Ascolto la radio e cerco di leggere quanto ho scritto in un lavoro serio, non questo che sto approntando che non è neanche un lavoro. Il mio animo si è incupito nella consapevolezza che posso anche spegnere le candeline per quanto tempo è che non “lavoro” a cose reale con uno stipendio che possa dirsi approssimativamente tale. Non voglio neanche pensare a quanto tempo è che non esco con le mie coetanee. Sabato c’è il matrimonio del secolo, visto che gli ultimi della famiglia sono tutti nel precedente secolo e, a ben pensarci, nel precedente millennio. Domani mi toccherà prenotare una sessione dell’estetista nel tentativo di rimettermi in carreggiata. Via i peli di troppo, via lo smalto anonimo, via le sopracciglia ad arco bimbesco e via pure un po’ di stima di me. Intanto ora devo riuscire a riemergere, che a stare a largo e a fare la morta a galla non porta da nessuna parte. Le correnti si sono placate e mi hanno allontanato dalla riva o da quello che credevo fosse la mia Trebisonda. Ora il vento si è fermato ma non è così assente come sembrerebbe a primo acchito. Guardo la mie dita che alzano il braccio lungo il mio corpo, parallelo al pelo dell’acqua, e formano una perpendicolare morbida, gocce lente scivolano lungo il braccio ed alcune provano a tuffarsi, temerarie, dalla punta delle dita che, leggermente piegate, sono ancora puntate verso il basso. Giornata limpida con il mare verde scuro tendente all’azzurro cielo. Colore inimitabile a qualunque pittore di sana vista.
Continuo a pensare agli abbinamenti che dovrei fare per il matrimonio.

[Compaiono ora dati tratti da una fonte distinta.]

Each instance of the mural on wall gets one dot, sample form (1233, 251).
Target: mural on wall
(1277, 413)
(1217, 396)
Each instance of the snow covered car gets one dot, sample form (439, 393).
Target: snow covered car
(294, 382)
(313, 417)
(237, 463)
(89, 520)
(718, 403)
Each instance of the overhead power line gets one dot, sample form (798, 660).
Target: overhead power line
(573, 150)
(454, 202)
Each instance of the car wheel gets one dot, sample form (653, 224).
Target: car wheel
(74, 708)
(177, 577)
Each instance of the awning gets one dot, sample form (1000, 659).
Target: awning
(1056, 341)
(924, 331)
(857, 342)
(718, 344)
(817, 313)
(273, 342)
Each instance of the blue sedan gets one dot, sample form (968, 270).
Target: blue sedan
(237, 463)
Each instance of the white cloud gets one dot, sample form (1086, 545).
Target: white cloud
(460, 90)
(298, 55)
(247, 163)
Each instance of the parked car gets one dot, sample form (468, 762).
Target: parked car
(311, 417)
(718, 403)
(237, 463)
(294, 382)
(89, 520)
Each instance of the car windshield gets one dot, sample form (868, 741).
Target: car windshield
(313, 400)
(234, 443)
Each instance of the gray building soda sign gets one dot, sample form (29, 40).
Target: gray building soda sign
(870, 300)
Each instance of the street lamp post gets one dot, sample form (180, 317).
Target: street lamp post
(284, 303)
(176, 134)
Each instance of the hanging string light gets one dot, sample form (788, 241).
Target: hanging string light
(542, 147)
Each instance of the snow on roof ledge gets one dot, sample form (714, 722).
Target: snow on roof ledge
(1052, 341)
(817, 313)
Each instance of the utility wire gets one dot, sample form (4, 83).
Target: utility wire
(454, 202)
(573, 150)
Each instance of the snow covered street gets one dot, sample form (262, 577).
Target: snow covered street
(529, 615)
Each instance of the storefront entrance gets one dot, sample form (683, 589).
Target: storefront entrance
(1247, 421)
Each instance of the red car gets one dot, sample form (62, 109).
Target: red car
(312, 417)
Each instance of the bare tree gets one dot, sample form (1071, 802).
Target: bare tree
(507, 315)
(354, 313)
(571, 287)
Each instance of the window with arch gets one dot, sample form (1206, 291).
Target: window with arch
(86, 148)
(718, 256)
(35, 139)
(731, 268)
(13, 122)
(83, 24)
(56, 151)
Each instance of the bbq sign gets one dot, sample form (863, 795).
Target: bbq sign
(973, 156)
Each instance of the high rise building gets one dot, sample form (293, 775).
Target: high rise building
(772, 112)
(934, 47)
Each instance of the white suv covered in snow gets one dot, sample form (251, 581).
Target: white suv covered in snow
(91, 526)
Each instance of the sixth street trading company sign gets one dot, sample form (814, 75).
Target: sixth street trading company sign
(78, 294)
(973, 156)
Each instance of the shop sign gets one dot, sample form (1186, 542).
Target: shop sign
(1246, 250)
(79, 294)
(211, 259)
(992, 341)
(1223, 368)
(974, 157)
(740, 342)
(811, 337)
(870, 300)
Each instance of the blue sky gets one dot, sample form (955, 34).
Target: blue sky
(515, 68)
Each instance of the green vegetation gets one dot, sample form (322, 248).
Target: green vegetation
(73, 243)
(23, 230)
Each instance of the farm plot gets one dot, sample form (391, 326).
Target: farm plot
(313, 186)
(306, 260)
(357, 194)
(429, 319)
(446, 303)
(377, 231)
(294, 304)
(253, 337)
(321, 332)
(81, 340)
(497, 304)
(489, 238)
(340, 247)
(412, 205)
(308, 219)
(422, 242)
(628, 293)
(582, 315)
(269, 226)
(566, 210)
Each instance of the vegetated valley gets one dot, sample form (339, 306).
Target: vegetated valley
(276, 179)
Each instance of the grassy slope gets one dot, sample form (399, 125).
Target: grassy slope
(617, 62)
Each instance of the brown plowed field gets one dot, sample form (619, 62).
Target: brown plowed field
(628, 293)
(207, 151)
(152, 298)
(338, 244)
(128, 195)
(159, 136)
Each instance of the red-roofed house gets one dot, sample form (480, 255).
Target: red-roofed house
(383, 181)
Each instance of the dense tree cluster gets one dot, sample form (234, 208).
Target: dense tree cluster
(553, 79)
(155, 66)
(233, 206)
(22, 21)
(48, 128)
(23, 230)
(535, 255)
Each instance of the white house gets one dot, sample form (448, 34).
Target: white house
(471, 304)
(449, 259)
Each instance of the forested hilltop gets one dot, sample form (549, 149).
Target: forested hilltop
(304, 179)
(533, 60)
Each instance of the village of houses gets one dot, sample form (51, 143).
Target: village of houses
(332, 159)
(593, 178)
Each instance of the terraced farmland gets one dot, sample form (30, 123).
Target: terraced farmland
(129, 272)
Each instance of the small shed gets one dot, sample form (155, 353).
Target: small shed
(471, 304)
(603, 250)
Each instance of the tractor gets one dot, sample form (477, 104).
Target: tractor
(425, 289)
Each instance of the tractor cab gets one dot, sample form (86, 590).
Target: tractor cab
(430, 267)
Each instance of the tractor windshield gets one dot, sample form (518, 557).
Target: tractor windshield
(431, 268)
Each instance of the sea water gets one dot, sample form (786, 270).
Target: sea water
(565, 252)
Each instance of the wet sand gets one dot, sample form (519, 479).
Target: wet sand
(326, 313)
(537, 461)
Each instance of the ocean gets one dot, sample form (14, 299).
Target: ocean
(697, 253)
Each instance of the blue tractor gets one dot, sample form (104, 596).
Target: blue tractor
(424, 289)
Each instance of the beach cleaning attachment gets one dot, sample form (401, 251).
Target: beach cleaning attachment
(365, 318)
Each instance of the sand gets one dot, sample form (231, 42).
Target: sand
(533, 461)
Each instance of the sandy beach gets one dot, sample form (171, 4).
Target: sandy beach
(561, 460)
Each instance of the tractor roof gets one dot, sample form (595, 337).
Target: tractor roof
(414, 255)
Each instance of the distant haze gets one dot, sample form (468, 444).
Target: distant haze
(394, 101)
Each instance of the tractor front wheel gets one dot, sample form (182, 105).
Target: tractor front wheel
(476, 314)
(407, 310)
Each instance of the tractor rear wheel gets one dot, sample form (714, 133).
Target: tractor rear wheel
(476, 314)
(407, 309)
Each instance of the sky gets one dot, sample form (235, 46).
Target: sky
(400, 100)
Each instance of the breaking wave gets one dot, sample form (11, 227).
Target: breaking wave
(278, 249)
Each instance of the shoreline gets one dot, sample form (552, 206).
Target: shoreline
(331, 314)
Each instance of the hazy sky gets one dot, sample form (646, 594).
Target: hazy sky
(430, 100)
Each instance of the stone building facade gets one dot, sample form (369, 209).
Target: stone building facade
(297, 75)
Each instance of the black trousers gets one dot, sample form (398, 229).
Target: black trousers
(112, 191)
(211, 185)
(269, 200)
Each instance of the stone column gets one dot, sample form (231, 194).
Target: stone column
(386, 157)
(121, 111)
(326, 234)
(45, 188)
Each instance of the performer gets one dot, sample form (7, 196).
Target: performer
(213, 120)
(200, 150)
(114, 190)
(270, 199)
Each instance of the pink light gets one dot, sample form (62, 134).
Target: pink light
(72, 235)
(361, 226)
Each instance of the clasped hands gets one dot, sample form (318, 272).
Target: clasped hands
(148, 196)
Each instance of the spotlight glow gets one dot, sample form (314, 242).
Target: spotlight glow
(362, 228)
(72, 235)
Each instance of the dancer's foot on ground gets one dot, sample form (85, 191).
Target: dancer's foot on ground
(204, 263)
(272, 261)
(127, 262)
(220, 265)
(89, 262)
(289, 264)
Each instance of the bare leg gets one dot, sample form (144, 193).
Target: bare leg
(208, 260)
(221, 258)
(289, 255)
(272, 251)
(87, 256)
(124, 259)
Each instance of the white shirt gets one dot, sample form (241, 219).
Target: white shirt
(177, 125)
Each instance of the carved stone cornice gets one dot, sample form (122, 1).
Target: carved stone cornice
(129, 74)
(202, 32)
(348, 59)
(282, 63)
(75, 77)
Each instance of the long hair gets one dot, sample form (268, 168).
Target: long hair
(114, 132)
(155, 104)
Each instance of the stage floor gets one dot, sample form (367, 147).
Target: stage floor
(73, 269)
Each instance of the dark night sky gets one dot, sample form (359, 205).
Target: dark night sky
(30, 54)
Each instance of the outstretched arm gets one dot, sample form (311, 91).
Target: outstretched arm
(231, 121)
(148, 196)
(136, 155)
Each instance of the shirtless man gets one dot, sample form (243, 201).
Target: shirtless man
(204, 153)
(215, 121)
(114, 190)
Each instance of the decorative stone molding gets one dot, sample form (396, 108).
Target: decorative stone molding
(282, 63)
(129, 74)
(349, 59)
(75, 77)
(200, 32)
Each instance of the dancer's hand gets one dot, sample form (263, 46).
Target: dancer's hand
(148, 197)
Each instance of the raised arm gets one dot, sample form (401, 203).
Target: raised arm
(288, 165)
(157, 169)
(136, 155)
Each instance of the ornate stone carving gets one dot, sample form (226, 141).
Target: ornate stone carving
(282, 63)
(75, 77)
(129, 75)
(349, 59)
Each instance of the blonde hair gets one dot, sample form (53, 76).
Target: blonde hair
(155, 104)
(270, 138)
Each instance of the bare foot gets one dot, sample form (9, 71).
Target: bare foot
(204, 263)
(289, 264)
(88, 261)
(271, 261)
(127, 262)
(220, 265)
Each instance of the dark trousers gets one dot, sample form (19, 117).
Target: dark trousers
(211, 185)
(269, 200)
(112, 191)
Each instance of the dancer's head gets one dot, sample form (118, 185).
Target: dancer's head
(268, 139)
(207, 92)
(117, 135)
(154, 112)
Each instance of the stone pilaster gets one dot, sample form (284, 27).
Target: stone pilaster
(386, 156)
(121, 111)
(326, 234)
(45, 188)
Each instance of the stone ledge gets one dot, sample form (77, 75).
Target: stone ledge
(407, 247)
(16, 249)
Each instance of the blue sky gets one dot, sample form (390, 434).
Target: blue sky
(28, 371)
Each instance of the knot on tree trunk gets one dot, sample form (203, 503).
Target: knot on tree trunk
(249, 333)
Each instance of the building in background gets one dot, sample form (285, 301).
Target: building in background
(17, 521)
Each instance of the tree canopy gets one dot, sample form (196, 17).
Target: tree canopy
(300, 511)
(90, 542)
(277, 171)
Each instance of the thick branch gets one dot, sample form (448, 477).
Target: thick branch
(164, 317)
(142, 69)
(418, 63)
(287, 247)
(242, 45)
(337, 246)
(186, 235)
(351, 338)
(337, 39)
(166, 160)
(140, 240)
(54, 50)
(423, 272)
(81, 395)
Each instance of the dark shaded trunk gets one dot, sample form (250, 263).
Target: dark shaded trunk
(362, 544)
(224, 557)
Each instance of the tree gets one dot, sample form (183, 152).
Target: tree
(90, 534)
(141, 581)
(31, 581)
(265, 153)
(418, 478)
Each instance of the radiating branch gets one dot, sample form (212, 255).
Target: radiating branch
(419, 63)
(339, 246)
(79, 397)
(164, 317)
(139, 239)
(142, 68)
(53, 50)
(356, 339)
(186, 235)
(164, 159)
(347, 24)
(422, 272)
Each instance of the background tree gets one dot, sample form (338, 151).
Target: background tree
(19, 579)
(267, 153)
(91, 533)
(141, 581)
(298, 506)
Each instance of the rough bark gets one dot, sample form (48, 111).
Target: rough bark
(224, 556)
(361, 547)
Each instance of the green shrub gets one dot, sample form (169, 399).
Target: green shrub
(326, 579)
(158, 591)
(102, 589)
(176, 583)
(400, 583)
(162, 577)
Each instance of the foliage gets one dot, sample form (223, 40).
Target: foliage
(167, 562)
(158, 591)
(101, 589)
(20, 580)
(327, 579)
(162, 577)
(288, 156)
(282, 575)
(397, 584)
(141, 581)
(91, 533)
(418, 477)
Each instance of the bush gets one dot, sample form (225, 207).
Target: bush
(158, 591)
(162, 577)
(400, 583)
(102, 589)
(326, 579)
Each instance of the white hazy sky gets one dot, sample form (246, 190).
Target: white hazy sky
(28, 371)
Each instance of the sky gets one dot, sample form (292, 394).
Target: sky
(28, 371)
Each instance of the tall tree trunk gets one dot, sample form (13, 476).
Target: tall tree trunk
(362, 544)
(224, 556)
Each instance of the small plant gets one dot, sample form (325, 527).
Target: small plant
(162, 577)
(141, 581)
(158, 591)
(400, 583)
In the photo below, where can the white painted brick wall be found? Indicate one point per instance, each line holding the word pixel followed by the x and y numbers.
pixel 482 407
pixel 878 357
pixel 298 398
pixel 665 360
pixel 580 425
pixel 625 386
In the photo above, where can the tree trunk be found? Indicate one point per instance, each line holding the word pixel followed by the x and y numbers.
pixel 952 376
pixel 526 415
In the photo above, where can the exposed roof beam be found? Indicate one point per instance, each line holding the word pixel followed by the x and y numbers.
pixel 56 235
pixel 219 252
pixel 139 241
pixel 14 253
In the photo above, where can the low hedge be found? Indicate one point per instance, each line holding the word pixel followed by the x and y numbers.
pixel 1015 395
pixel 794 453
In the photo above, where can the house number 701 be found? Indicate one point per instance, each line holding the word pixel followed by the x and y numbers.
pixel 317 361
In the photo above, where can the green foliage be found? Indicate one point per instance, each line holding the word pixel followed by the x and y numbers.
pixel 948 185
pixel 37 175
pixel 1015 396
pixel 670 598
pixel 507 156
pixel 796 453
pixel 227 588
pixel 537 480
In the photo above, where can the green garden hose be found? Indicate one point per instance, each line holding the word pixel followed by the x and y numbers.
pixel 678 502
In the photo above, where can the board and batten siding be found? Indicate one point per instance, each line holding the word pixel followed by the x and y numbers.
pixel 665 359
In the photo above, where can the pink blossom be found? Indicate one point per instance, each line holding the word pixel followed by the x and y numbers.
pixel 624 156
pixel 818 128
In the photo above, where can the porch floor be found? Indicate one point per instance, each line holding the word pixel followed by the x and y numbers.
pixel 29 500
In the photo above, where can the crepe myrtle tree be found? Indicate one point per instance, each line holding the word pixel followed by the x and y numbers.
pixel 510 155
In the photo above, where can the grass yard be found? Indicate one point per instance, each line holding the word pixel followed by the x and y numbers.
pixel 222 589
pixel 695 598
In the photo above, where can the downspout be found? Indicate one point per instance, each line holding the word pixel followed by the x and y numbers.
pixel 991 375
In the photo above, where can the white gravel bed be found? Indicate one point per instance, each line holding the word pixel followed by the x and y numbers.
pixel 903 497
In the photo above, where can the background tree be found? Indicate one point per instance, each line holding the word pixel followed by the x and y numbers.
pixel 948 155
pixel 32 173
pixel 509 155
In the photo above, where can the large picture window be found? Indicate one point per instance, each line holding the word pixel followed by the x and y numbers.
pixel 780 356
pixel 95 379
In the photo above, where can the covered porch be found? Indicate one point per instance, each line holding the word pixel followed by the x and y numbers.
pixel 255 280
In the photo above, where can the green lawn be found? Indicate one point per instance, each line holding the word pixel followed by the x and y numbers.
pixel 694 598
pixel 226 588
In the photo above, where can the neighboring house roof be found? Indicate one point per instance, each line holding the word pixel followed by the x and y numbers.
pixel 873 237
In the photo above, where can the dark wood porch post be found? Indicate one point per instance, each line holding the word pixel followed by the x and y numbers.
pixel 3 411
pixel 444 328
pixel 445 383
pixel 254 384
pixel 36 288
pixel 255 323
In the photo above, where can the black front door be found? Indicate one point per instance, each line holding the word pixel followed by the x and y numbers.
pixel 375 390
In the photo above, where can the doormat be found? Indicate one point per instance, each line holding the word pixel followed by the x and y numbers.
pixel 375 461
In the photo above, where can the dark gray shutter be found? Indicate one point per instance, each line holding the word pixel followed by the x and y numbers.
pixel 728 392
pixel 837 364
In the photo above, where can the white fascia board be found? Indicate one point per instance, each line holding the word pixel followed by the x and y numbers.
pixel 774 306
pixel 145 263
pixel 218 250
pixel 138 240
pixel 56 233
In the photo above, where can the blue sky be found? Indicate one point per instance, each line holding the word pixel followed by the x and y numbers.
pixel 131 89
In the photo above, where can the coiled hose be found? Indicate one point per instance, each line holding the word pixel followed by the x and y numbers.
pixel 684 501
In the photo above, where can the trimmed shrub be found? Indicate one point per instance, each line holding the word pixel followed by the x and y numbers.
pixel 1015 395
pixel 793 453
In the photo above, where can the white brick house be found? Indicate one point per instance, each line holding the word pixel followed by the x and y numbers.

Il vestito nero a scacchi panna, copri spalle nero, scarpe e borsa nere, cappotto biscotto e sciarpa nera con paillettes lucide tono su tono. Che accidenti di colori usare? Mi risulta piuttosto antipatica il pensare oltre misura a certe scelte che dovrebbero finire per essere ovvie ma che in questo momento mi sfuggono con sabbia dalle mani. Panna, sabbia, oro, nero. Mmmm si che questi sono proprio problemoni...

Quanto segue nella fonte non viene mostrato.